Makvana Sonia, Robertson A, Britten S, Calder P
The Catterall Unit, Royal National Orthopaedic Hospital, Brockley Hill, Stanmore, Middlesex, HA7 4LP, United Kingdom.
Department of Trauma and Orthopaedics, Leeds General Infirmary, Leeds LS1 3EX, United Kingdom.
Strategies Trauma Limb Reconstr. 2024 May-Aug;19(2):61-66. doi: 10.5005/jp-journals-10080-1616. Epub 2024 Aug 14.
The consent process involves supported decision-making between the surgeon and the patient. Both potential benefits and material risks of the procedure require explanation, with adequate time for reflection. The complexity of limb reconstruction surgery includes the potential for multiple types of complications. In an attempt to delineate the material risks in lower limb lengthening, a literature review was undertaken to ascertain the published rates of complications.
A review of articles from 2003 to 2023 via PubMed and Google Scholar, including keywords 'lengthening', 'tibia', 'lengthening nail' and 'external fixator' was undertaken. Studies with a minimum of 20 patients, undergoing lengthening of the femur, tibia, or both by an external fixator and/or an intramedullary lengthening nail were included for analysis. Complications were reported according to Paley's problems, obstacles, and complications.
Twenty-two papers met the inclusion criteria. The commonest complications listed following lengthening using an external fixator were pin site infections (52% in the femur and 18.8% in the tibia), delayed consolidation (8.3%), bone re-fracture (13%), and joint stiffness (18.8%). Following femoral lengthening using the intramedullary lengthening nails reported complication rates were lower, including implant issues (8%) and delayed consolidation (6%).
Patients require a full understanding of both benefits and potential harms when undergoing any surgical intervention. Our study has identified the published rates of complications following lower limb lengthening. These figures can be used to guide the consultation and enable surgeons to audit their own surgical results against the published literature.
Makvana S, Robertson A, Britten S, Consent in Limb Lengthening Surgery: Predicting the True Incidence of Material Risk. Strategies Trauma Limb Reconstr 2024;19(2):61-66.

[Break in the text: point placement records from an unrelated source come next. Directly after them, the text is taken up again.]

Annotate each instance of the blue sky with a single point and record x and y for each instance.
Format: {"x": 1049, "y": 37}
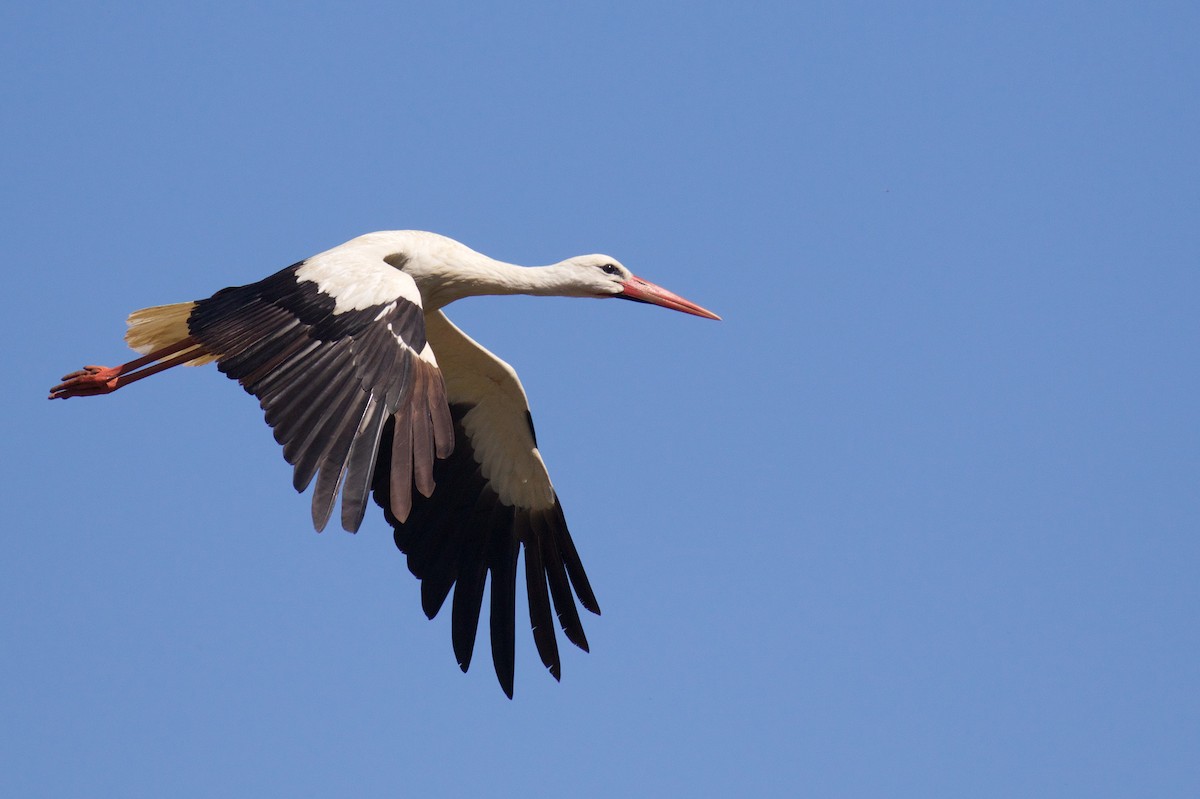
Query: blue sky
{"x": 917, "y": 520}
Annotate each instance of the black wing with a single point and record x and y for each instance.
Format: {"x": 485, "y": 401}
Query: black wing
{"x": 493, "y": 497}
{"x": 330, "y": 380}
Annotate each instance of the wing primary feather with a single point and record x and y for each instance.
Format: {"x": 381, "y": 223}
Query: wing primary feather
{"x": 322, "y": 433}
{"x": 401, "y": 473}
{"x": 360, "y": 468}
{"x": 559, "y": 586}
{"x": 468, "y": 593}
{"x": 541, "y": 620}
{"x": 423, "y": 432}
{"x": 333, "y": 462}
{"x": 571, "y": 560}
{"x": 503, "y": 622}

同意过程涉及外科医生与患者之间的支持性决策。手术的潜在益处和物质风险都需要解释,并给予足够的时间进行思考。肢体重建手术的复杂性包括多种并发症的可能性。为了试图描述下肢延长手术中的物质风险,进行了一项文献综述以确定已发表的并发症发生率。
通过PubMed和谷歌学术搜索2003年至2023年的文章,关键词包括“延长”“胫骨”“延长钉”和“外固定器”。纳入至少20例接受股骨、胫骨或两者同时通过外固定器和/或髓内延长钉进行延长手术的患者的研究进行分析。并发症按照佩利的问题、障碍和并发症进行报告。
22篇论文符合纳入标准。使用外固定器延长后列出的最常见并发症是针道感染(股骨为52%,胫骨为18.8%)、延迟愈合(8.3%)、再骨折(13%)和关节僵硬(18.8%)。使用髓内延长钉进行股骨延长后报告的并发症发生率较低,包括植入物问题(8%)和延迟愈合(6%)。
患者在接受任何手术干预时都需要充分了解益处和潜在危害。我们的研究确定了下肢延长手术后已发表的并发症发生率。这些数据可用于指导会诊,并使外科医生能够根据已发表的文献审核自己的手术结果。
马克瓦纳S、罗伯逊A、布里顿S,《肢体延长手术中的同意:预测物质风险的真实发生率》。《创伤肢体重建策略》2024;19(2):61 - 66。